Many of Mowat’s books (just one of which I illustrate here) feature stories of the Canadian wilderness and wildlife. I grew up reading Owls in the Family and Never Cry Wolf, and then re-discovered his books as a graduate student. A Whale for the Killing is an absolutely gut-wrenching and fascinating book about a whale that became stuck in a small harbour in Newfoundland, interwoven with the broader story of the end of whaling in the 1970s, when the book was written. Having grown up in the era of Free Willy, it’s weird to think that just a few decades before I was born, whaling was a normal everyday occurrence and a trapped whale wasn’t something to be saved but instead to be prodded at.
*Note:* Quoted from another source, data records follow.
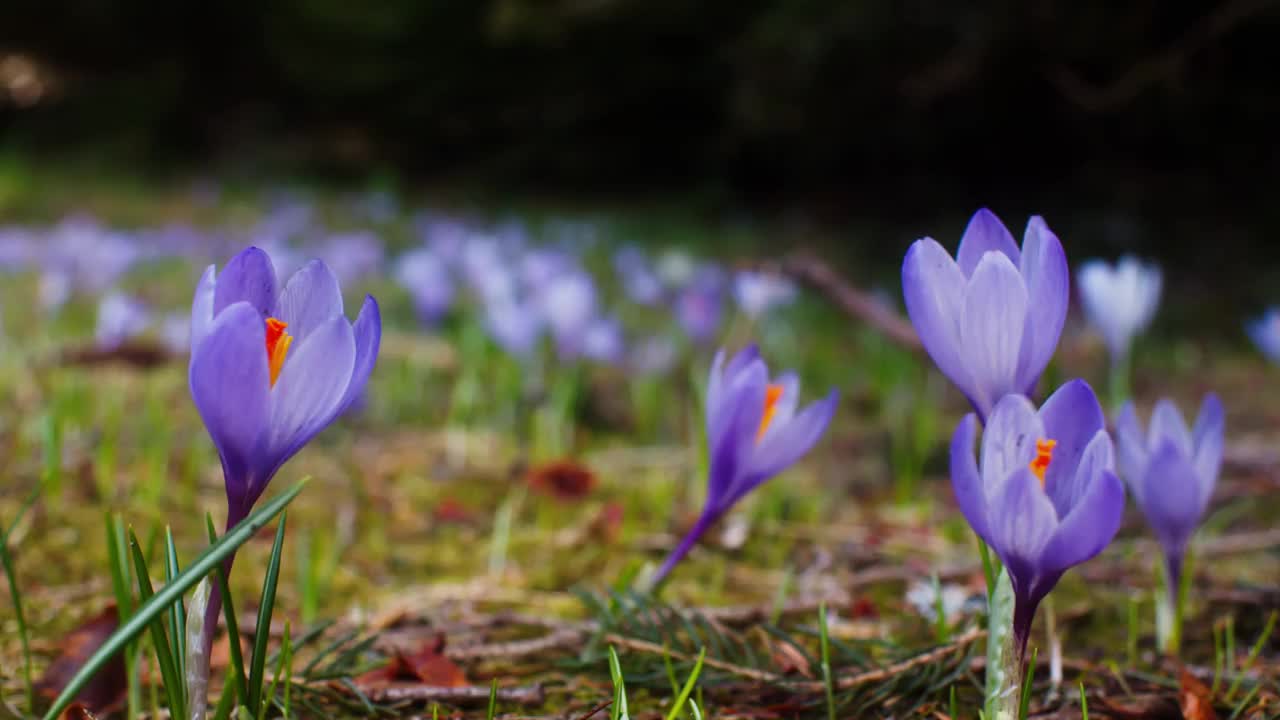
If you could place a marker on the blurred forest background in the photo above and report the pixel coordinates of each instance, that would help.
(1134, 126)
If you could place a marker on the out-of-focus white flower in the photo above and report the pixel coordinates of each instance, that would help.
(1119, 300)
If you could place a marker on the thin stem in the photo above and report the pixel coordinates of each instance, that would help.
(704, 522)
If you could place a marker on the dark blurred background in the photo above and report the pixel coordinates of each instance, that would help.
(1150, 126)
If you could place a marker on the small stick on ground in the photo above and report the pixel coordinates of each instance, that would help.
(814, 272)
(530, 695)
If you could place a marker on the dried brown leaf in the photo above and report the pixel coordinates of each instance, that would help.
(104, 693)
(1194, 697)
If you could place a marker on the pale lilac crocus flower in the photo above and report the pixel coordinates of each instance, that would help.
(1171, 472)
(991, 317)
(1045, 496)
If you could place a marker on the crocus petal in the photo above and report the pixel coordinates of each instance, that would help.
(1022, 522)
(1171, 496)
(1207, 438)
(1130, 449)
(1072, 418)
(248, 277)
(202, 306)
(368, 331)
(991, 328)
(933, 290)
(1089, 525)
(1166, 423)
(310, 388)
(1009, 440)
(965, 481)
(781, 449)
(229, 382)
(732, 438)
(1045, 272)
(310, 299)
(984, 233)
(1068, 488)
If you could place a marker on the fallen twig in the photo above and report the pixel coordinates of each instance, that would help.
(529, 695)
(818, 274)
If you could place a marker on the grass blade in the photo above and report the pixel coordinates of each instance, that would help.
(263, 632)
(159, 602)
(178, 611)
(16, 596)
(164, 656)
(689, 686)
(824, 645)
(286, 659)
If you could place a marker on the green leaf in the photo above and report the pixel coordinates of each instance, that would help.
(177, 613)
(689, 687)
(824, 646)
(1025, 698)
(16, 596)
(159, 602)
(263, 632)
(164, 656)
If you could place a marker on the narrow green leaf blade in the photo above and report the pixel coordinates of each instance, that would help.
(159, 602)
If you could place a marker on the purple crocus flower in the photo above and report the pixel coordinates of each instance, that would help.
(1046, 496)
(567, 302)
(603, 341)
(273, 367)
(269, 369)
(754, 432)
(991, 317)
(1171, 472)
(515, 326)
(1265, 333)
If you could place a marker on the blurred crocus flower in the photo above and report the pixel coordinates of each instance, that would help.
(515, 326)
(568, 305)
(1119, 300)
(758, 292)
(119, 318)
(540, 267)
(1171, 472)
(991, 317)
(698, 311)
(92, 256)
(1046, 496)
(639, 282)
(1265, 332)
(603, 342)
(754, 431)
(273, 367)
(428, 282)
(53, 290)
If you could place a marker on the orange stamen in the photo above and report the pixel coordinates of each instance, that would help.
(772, 393)
(278, 342)
(1043, 454)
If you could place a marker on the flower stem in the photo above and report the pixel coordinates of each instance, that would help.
(704, 522)
(1004, 659)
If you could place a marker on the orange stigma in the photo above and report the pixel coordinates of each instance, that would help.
(278, 342)
(772, 393)
(1043, 454)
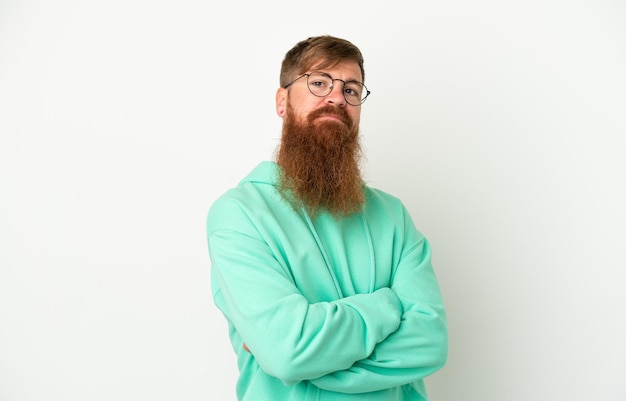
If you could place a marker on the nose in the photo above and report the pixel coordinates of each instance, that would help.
(336, 94)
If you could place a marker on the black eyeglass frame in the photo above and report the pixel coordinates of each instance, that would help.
(307, 75)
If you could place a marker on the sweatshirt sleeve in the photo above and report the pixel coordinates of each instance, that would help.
(290, 338)
(420, 345)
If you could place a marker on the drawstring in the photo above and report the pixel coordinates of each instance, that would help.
(324, 255)
(370, 245)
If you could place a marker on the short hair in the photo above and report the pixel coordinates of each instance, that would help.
(321, 52)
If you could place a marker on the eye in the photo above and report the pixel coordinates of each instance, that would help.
(353, 89)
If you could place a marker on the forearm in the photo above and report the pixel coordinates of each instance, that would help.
(291, 338)
(417, 349)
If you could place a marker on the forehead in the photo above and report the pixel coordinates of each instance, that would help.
(346, 70)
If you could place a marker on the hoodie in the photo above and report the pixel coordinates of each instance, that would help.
(328, 309)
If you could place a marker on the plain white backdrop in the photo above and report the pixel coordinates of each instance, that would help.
(500, 124)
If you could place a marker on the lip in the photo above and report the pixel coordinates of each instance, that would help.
(334, 117)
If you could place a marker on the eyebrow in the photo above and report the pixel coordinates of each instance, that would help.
(344, 80)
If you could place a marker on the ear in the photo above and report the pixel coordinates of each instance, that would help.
(281, 102)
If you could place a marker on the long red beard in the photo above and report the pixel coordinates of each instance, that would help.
(320, 163)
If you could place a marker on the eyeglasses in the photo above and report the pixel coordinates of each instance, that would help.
(321, 85)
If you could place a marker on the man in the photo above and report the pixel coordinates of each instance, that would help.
(326, 284)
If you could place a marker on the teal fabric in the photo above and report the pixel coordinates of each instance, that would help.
(331, 309)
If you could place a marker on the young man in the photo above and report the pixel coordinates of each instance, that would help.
(326, 284)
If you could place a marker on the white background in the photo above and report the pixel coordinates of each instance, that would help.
(500, 124)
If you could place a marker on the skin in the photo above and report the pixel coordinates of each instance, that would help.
(303, 101)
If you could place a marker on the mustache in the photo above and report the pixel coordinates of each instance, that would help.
(332, 110)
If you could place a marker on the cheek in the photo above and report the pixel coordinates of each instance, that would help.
(356, 117)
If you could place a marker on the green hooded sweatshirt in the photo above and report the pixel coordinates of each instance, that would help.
(328, 309)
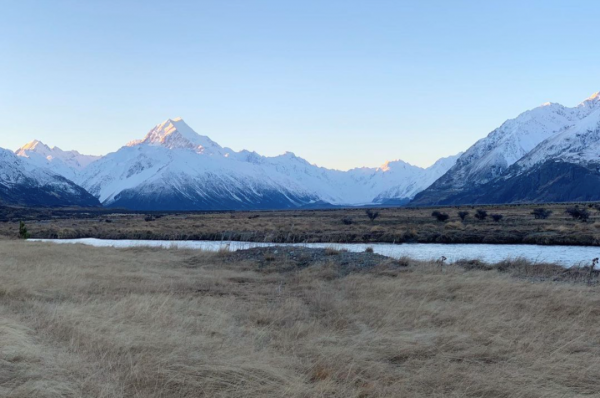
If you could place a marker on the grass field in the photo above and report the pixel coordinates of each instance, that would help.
(79, 321)
(397, 225)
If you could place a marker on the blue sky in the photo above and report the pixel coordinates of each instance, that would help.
(340, 83)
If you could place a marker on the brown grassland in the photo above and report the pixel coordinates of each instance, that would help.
(78, 321)
(337, 225)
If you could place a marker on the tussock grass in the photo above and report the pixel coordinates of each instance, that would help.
(393, 225)
(78, 321)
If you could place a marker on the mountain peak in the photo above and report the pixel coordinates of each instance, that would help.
(592, 100)
(34, 145)
(176, 134)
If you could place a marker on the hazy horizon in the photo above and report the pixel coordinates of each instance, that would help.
(343, 84)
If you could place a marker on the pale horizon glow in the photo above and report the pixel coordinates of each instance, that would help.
(342, 84)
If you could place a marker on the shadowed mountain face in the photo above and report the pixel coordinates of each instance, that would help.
(552, 181)
(532, 158)
(22, 183)
(175, 168)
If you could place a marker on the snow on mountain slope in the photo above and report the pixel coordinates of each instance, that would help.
(174, 167)
(23, 183)
(417, 182)
(490, 157)
(578, 144)
(65, 163)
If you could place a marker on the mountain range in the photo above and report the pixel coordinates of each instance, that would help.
(550, 153)
(175, 168)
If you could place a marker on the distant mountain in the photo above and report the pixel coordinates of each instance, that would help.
(23, 183)
(174, 168)
(65, 163)
(524, 159)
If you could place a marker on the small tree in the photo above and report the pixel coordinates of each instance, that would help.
(23, 233)
(578, 213)
(372, 214)
(440, 216)
(541, 214)
(481, 215)
(497, 217)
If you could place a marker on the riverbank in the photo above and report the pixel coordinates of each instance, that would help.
(517, 225)
(565, 256)
(85, 321)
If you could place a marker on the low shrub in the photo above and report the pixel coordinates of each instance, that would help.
(578, 213)
(347, 221)
(497, 217)
(481, 215)
(541, 214)
(372, 214)
(440, 216)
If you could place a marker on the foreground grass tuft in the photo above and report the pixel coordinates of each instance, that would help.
(79, 321)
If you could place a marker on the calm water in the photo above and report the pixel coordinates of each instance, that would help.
(564, 255)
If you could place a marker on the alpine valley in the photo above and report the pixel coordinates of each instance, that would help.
(550, 153)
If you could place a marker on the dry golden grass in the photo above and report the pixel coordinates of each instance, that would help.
(340, 225)
(79, 321)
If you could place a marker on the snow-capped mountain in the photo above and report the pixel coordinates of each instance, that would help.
(538, 135)
(175, 168)
(65, 163)
(23, 183)
(578, 144)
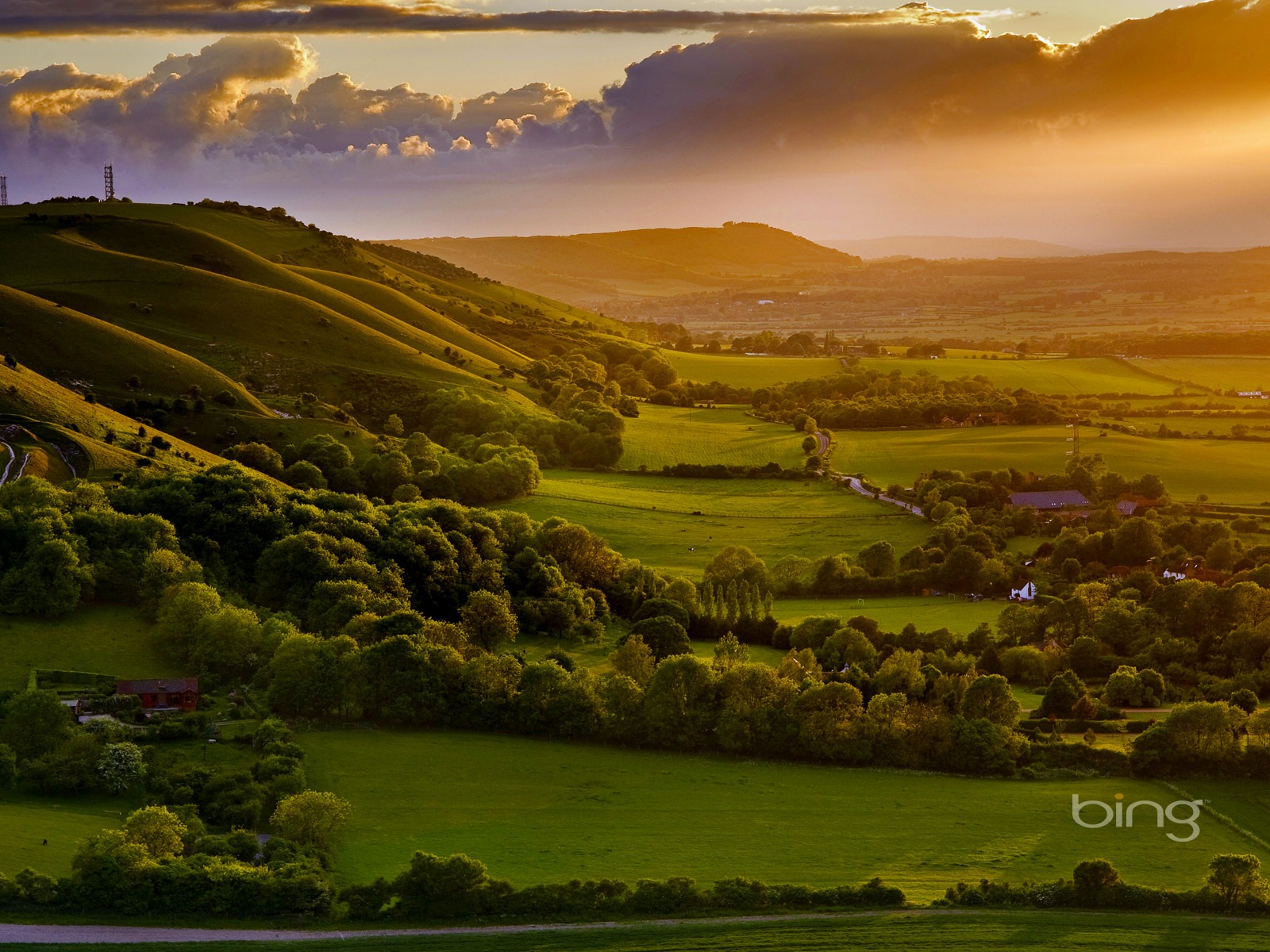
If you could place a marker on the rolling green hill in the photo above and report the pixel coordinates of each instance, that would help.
(645, 262)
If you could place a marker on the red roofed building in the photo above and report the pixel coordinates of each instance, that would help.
(163, 693)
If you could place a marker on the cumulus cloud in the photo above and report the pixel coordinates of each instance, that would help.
(93, 17)
(818, 88)
(225, 99)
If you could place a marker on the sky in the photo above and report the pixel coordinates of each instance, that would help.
(1118, 124)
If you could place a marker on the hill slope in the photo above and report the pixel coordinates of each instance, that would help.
(940, 247)
(653, 262)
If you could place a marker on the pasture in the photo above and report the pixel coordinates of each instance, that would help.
(25, 822)
(664, 436)
(652, 518)
(927, 612)
(962, 931)
(741, 371)
(1227, 471)
(1045, 374)
(105, 640)
(548, 812)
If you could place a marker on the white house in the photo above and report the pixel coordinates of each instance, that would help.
(1024, 593)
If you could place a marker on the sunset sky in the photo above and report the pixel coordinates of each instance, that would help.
(1100, 125)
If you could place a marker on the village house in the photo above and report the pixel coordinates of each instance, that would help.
(1054, 499)
(163, 695)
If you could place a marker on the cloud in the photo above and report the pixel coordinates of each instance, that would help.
(802, 88)
(225, 99)
(921, 122)
(89, 17)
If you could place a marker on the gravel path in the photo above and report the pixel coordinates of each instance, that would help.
(116, 935)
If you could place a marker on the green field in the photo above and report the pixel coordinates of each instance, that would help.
(927, 612)
(652, 518)
(1060, 374)
(962, 931)
(741, 371)
(1226, 471)
(27, 822)
(1222, 372)
(543, 812)
(105, 640)
(664, 436)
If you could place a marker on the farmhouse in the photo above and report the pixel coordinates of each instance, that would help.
(1057, 499)
(163, 695)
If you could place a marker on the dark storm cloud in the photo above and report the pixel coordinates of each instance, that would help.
(88, 17)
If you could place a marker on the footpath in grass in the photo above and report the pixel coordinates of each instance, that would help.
(927, 612)
(652, 518)
(1227, 471)
(878, 932)
(664, 436)
(106, 639)
(548, 812)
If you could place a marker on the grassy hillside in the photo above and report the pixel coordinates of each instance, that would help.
(506, 800)
(652, 518)
(74, 348)
(664, 436)
(106, 640)
(645, 262)
(70, 436)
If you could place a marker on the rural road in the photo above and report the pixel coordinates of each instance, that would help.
(120, 935)
(10, 459)
(856, 486)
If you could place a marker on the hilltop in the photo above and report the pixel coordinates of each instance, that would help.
(651, 262)
(207, 325)
(941, 247)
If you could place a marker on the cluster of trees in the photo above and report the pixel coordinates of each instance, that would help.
(164, 862)
(459, 886)
(476, 470)
(1233, 884)
(863, 397)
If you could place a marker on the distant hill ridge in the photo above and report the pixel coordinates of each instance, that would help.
(641, 262)
(940, 247)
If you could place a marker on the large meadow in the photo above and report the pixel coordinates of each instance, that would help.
(541, 812)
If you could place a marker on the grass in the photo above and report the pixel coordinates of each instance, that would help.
(652, 518)
(963, 931)
(741, 371)
(1227, 471)
(1076, 374)
(105, 640)
(664, 436)
(927, 612)
(25, 822)
(543, 812)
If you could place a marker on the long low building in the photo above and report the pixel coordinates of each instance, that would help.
(1056, 499)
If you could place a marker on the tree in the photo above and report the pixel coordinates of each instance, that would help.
(991, 698)
(488, 620)
(158, 831)
(314, 818)
(729, 653)
(634, 659)
(1236, 879)
(36, 723)
(122, 766)
(260, 457)
(737, 564)
(878, 559)
(8, 767)
(664, 636)
(1092, 876)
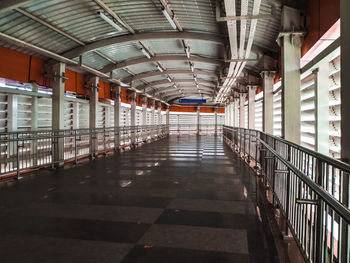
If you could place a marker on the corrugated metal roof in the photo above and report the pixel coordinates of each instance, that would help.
(79, 19)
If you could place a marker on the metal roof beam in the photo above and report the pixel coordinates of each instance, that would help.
(137, 61)
(213, 38)
(175, 81)
(12, 4)
(171, 72)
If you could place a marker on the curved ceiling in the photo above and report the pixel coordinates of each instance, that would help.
(168, 48)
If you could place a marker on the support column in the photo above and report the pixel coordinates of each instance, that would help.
(198, 121)
(216, 121)
(321, 109)
(144, 111)
(159, 112)
(167, 119)
(251, 107)
(153, 104)
(236, 112)
(117, 109)
(34, 123)
(133, 118)
(268, 81)
(242, 97)
(58, 85)
(291, 54)
(94, 88)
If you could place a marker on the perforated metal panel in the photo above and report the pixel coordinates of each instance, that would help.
(68, 114)
(334, 108)
(259, 115)
(308, 112)
(277, 114)
(24, 113)
(84, 115)
(3, 112)
(44, 113)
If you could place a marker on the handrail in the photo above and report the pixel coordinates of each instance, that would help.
(338, 164)
(310, 190)
(335, 204)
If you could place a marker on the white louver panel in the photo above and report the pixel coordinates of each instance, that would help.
(24, 113)
(111, 117)
(3, 112)
(277, 114)
(125, 116)
(155, 117)
(207, 119)
(173, 119)
(308, 112)
(246, 116)
(148, 117)
(334, 108)
(68, 114)
(138, 117)
(221, 119)
(44, 114)
(84, 115)
(258, 115)
(163, 117)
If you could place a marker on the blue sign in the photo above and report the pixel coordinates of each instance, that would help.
(192, 101)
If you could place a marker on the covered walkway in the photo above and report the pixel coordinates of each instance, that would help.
(179, 199)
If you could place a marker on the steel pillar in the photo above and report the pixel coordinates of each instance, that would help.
(216, 121)
(144, 111)
(268, 81)
(117, 109)
(251, 107)
(58, 85)
(198, 120)
(242, 97)
(236, 112)
(94, 88)
(291, 54)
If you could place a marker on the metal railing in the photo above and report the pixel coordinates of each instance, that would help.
(21, 151)
(310, 189)
(204, 129)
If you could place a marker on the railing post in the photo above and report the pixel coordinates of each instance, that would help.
(320, 213)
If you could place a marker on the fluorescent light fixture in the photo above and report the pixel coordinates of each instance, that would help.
(144, 51)
(110, 21)
(168, 17)
(192, 67)
(160, 68)
(187, 50)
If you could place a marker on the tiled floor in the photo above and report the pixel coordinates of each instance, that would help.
(182, 199)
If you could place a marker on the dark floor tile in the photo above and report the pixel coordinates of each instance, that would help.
(209, 219)
(201, 238)
(212, 195)
(35, 249)
(84, 229)
(140, 254)
(107, 199)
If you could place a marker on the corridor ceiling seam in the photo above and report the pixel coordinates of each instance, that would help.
(70, 29)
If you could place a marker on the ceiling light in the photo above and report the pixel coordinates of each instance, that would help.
(110, 21)
(160, 68)
(167, 16)
(187, 50)
(192, 67)
(144, 51)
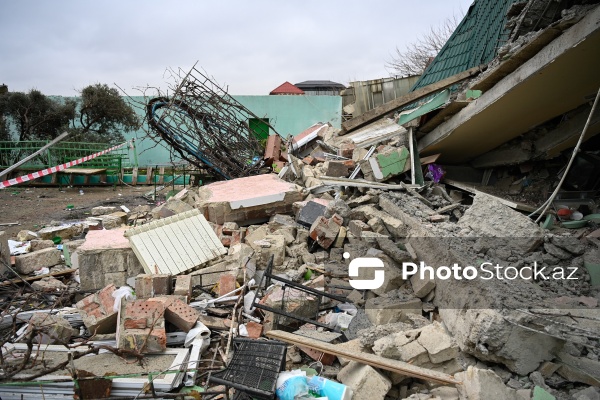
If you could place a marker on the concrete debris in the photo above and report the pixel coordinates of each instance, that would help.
(28, 263)
(409, 272)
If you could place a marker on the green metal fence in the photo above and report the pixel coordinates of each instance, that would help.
(12, 152)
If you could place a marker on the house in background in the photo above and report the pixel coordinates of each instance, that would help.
(287, 88)
(321, 88)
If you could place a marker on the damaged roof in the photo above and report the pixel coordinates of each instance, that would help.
(474, 42)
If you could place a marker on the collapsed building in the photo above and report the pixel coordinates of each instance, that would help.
(437, 191)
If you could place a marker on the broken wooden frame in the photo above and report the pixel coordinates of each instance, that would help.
(288, 284)
(373, 360)
(126, 386)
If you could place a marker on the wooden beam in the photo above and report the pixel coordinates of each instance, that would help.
(373, 360)
(402, 101)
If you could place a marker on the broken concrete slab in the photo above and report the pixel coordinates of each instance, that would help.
(386, 165)
(365, 381)
(310, 212)
(247, 200)
(63, 231)
(483, 384)
(26, 264)
(381, 310)
(490, 218)
(106, 257)
(439, 344)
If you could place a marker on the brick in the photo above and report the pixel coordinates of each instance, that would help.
(25, 264)
(346, 150)
(183, 286)
(324, 231)
(254, 329)
(52, 328)
(337, 169)
(357, 227)
(147, 286)
(226, 284)
(178, 312)
(97, 311)
(152, 338)
(272, 149)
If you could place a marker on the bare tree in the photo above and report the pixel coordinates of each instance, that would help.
(416, 56)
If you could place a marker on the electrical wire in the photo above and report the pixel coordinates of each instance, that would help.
(547, 203)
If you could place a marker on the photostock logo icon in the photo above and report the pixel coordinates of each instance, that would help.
(365, 262)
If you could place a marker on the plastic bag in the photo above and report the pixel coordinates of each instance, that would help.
(123, 291)
(332, 390)
(291, 385)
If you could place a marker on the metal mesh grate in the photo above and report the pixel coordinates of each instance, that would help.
(254, 367)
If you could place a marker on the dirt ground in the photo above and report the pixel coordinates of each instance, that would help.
(35, 207)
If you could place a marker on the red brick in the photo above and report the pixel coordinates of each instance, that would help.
(97, 311)
(346, 150)
(135, 323)
(272, 149)
(324, 231)
(183, 286)
(130, 335)
(226, 284)
(254, 329)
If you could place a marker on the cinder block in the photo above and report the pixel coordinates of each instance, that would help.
(178, 312)
(25, 264)
(147, 286)
(183, 286)
(97, 311)
(150, 339)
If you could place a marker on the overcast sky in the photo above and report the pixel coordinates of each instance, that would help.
(251, 46)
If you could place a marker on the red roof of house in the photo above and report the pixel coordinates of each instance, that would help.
(287, 88)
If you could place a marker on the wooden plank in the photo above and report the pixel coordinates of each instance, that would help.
(474, 190)
(373, 360)
(402, 101)
(38, 277)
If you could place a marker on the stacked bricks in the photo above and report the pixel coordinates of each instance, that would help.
(97, 311)
(142, 326)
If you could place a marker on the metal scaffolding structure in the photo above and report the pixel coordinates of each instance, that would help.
(206, 126)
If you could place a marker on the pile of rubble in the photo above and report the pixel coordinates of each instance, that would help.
(266, 255)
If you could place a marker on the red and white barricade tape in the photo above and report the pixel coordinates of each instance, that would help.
(48, 171)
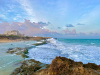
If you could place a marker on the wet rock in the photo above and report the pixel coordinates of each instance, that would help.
(65, 66)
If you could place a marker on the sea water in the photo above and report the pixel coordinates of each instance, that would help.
(84, 50)
(8, 62)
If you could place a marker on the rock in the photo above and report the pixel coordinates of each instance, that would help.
(65, 66)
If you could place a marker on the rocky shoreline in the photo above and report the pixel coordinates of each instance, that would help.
(59, 65)
(13, 38)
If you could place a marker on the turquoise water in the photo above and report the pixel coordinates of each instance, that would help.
(84, 50)
(89, 42)
(8, 62)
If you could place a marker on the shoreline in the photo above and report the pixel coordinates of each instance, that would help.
(7, 39)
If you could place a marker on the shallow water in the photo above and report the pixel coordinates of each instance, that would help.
(86, 51)
(8, 62)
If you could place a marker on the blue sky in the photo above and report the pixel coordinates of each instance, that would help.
(76, 18)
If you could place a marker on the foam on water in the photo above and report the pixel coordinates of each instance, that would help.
(46, 53)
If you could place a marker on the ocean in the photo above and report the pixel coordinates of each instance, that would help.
(79, 50)
(9, 62)
(84, 50)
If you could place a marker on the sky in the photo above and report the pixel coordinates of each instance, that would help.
(55, 18)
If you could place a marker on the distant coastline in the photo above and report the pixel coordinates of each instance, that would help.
(15, 38)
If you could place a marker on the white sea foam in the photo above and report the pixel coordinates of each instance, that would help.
(46, 53)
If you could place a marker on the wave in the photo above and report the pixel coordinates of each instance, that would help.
(47, 52)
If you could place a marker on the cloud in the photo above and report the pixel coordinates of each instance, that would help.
(69, 25)
(80, 24)
(27, 27)
(59, 27)
(69, 32)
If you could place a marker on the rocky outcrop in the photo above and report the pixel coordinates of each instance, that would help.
(65, 66)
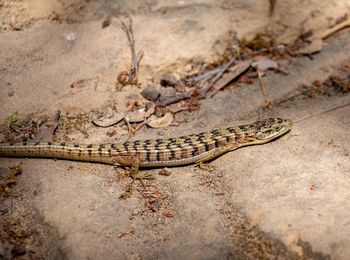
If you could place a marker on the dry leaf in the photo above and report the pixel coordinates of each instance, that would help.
(264, 65)
(136, 116)
(161, 122)
(109, 118)
(313, 47)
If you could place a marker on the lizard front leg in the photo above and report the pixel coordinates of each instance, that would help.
(203, 163)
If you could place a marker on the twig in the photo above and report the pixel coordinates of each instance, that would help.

Sea of Slaughter, which I’m working my way through now, is the story of population declines across the east coast, and The Desperate People is the story of the Ihalmiut people of northern Canada and how diminishing caribou populations, and good old fashioned racism, changed their way of life forever. These are not easy or ‘fun’ books to read, but Mowat is a compelling storyteller and it’s hard to put these down once you start.
On the other side of the spectrum is Adams and Carwardine’s Last Chance to See, which was published in 1990 alongside a BBC radio program of the same name. In 2009 the BBC aired a follow-up documentary starring Stephen Fry and which you may be familiar with if you’ve ever seen the clip of Sirocco the Kakapo having an intimate moment with Carwardine:
Last Chance to See is another book that’s been interesting to read long after its original publication date. Adams and Carwardine, a biologist, went looking for some of the most endangered animals on the planet in order to learn about their biology and conservation efforts. Some have had success stories, like the kakapo. Others have not, like the Yangtzee River Dolphin (or baiji), which was declared functionally extinct in 2006. Reading the book is thus a mixed bag of feelings: under the right circumstances and with a huge collective effort, we can bring species back from the brink, but can we do that over and over again without making huge systemic changes that don’t unduly burden the most vulnerable human populations? I don’t think there’s a good answer for that even now. If you haven’t read Last Chance to See, you can catch the documentary series on Netflix (in Canada at least), which is pretty great even if Douglas Adams isn’t in it.